Multi-pin contact drawing enables production of anisotropic collagen fiber substrates for alignment of fibroblasts and monocytes.

Type I collagen is the most abundant protein in the human body and is known to play important roles in numerous biological processes including tissue morphogenesis and wound healing. As such, it is one of the most frequently used substrates for cell culture, and there have been considerable efforts to develop collagen-based cell culture substrates that mimic the structural organization of collagen as it is found in native tissues, i.e., collagen fibers. However, producing collagen fibers from extracted collagen has been notoriously difficult, with existing methods providing only low throughput production of collagen fibers. In this study, we prepared collagen fibers using a highly efficient, bio-friendly, and cost-effective approach termed contact drawing, which uses an entangled polymer fluid to aid in fiber formation. Contact drawing technology has been demonstrated previously for collagen using highly concentrated dextran solutions with low concentrations of collagen.
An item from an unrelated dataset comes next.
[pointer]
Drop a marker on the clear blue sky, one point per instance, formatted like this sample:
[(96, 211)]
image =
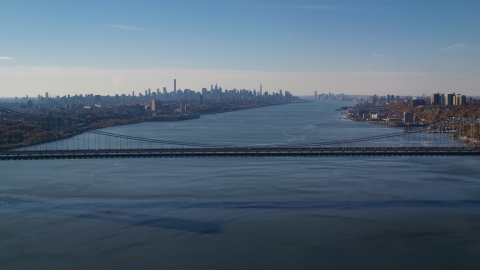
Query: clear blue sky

Here, we show that by replacing dextran with polyethylene oxide (PEO), high collagen content fibers may be readily formed from mixtures of soluble collagen and PEO, a polymer that readily forms fibers by contact drawing at concentrations as low as 0.5%wt. The presence of collagen and the formation of well-ordered collagen structures in the resulting fibers were characterized by attenuated total reflectance Fourier-transform infrared spectromicroscopy, Raman spectromicroscopy, and fluorescence microscopy. Corresponding to well-ordered collagen, the mechanical properties of the PEO-collagen fibers approximated those observed for native collagen fibers. Growth of cells on aligned PEO-collagen fibers attached to a polydimethyl siloxane support was examined for human dermal fibroblast (WS1) and human peripheral leukemia blood monocyte (THP-1) cell lines. WS1 and THP-1 cells readily attached, displayed alignment through migration and spreading, and proliferated on the collagen fiber substrate over the course of several days. We also demonstrated the retrieval of viable cells from the PEO-collagen fiber substrates through enzymatic digestion of the collagen substrate with collagenase IV.